A fan of Flannery O’Connor and Southern Gothic, Heldman’s relationship to photography is shaped, at least in part, by narrative and literature. “I’ve always been a big time reader,” she says. “My mom read to me before bed every night. Fiction specifically has always been my favorite.”
Originally a Communications student at the University of Tennessee, Heldman didn’t understand the impact literature could have on her work until she met photographer Hally Pancer during her study abroad in Paris. “[She] assigned us Hemingway and David Sedaris’ Me Talk Pretty One Day. And that was the first time that I realized the literature that I was reading was so in line with the way I was learning to understand narratives, and shaping the way I was seeing. And portraiture too. Specifically with short stories, they are, in a way, their own version of portraits.”

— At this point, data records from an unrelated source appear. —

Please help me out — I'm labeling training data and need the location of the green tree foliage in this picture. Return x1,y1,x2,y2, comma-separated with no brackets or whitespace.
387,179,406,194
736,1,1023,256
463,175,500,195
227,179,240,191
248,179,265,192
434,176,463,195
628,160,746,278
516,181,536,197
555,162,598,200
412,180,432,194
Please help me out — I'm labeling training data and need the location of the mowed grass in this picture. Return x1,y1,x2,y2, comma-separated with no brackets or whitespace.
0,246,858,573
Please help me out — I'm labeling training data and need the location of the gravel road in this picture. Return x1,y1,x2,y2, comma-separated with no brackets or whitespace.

After Paris, Heldman continued to explore her identity, her family, southern heritage, and the role of narrative with photography in her “HereNorThere” series. “I first started photographing my family mostly because I missed them. And that was the first time I was gone long enough [that] I could see all of these personal transitions taking place for my family.” Coming of age in the south, Heldman felt she was a little sheltered. She grew up in a “conservative, very safe environment, which was super nurturing. My coming of age in terms of experience came a little bit later when I started to travel.” Hence photography – and photographing her family in particular – became a way for Heldman to understand, and also to show them who she was becoming.
At ICP, she started the “Together, Us” project, which deals with growing up in relation to coming of age narratives. “They’ve always been my favorite films and favorite books,” she says. “This project is about that time in your life when you are trying to seek connection – real connection, but also trying to self-identify in a way that puts you apart from everyone around you. It’s kind of a convergence of ‘I want badly to belong to a community or a group of people that feel like home. But also, where is my individuality?’”
Still growing as a photographer, Heldman openly admits that she’s transitioning and developing the stories she wants to tell. “I have a lot to say and a lot to explore, but I’m still on this cusp.”